CC: É possível encarar as diversas problemáticas sociais sem considerar o tripé gênero, classe e raça? Ou sempre acabaremos em um impasse?

PM: Acho que o paradigma da interseccionalidade é um dos maiores avanços das últimas três décadas. Devemos isso ao feminismo afro-americano. De minha parte, não vejo hoje como poderíamos trabalhar apenas considerando “gênero”, ou apenas “classe”, ignorando “raça” ou sem levar em conta o entrelaçamento entre os três. Pois um mesmo indivíduo pode se beneficiar dos privilégios de um grupo (brancos, por exemplo) quando outros lhe são inacessíveis por causa de sua classe ou de sua sexualidade presumida. A interseccionalidade abala a ideia naturalizante de grupos homogêneos (“as mulheres”, “os negros”, “os gays”), transformando também as alianças para as lutas, o que muitas autoras do feminismo decolonial, como Maria Lugones e Yuderkys Espinosa, mostraram muito bem. 

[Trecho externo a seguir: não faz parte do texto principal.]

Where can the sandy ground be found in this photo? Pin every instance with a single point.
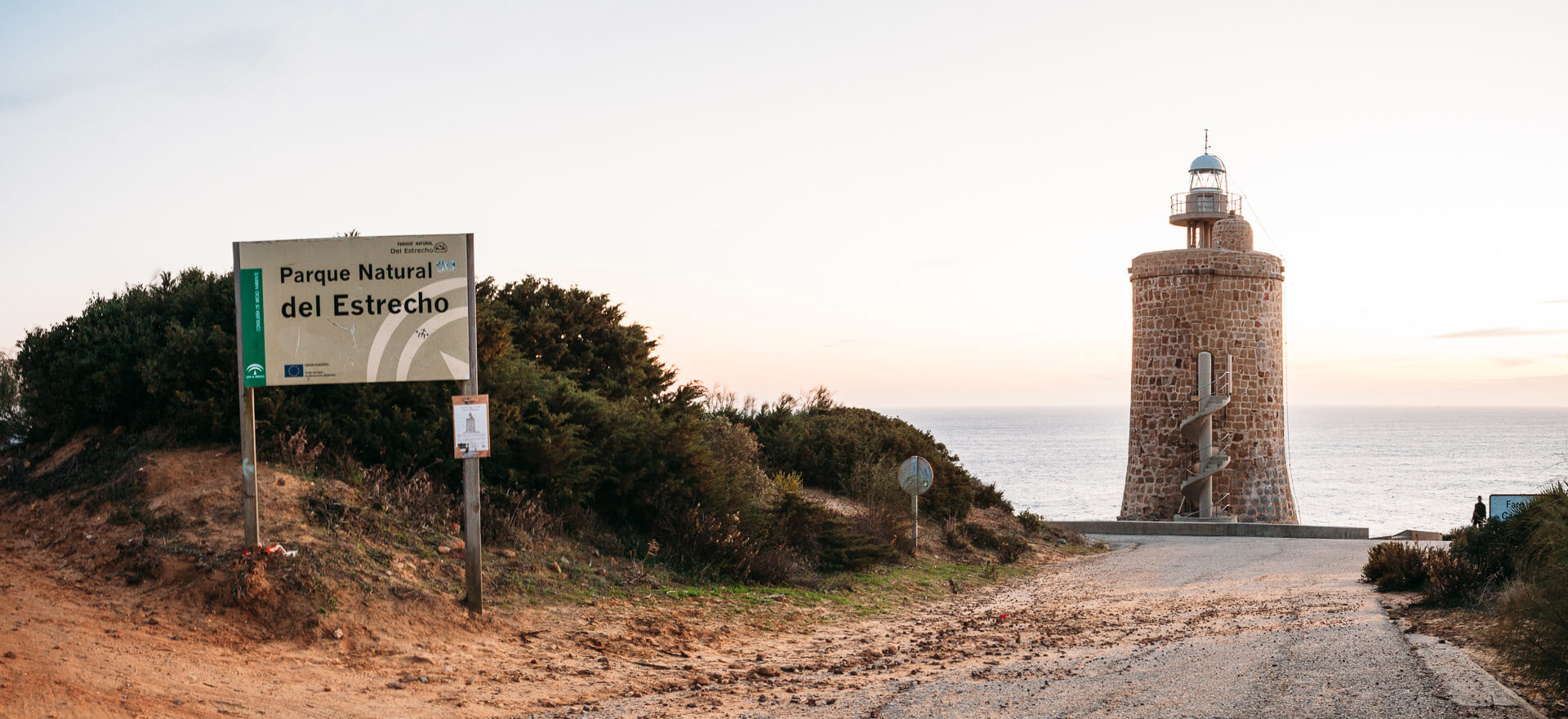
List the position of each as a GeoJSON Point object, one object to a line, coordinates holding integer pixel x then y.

CC: O feminismo francês tem interesse em escutar as mulheres latinas?

PM: O mínimo que podemos dizer é que o feminismo francês não é homogêneo. No entanto, há muitos intercâmbios entre os países da América Latina e a França e estes, nos últimos anos, têm se tornado mais dinâmicos com o surgimento e ascensão do pensamento intersetorial e do decolonialismo.

As Américas têm uma vantagem inicial para pensar sobre os efeitos da colonialidade na organização social, na divisão do trabalho, nas formas de subjetivação. Hoje, nos setores de trabalho relacionado ao cuidado, seja no emprego doméstico ou nas profissões de assistência a domicílio, as trabalhadoras muitas vezes são invisibilizadas. Mas há, em particular na América Latina, muitos esforços para criar uma dinâmica coletiva e reconhecer a importância desse trabalho invisível.

Na França, o debate sobre o passado colonial de nosso país continua tempestuoso, a interseccionalidade é instrumentalizada como uma chamada “ideologia comunitária”. O diálogo com os estudos de gênero na América Latina é fundamental para se descentrar do francocentrismo, para descobrir a potência de outros pensamentos e reajustar nosso olhar sobre nossa própria sociedade.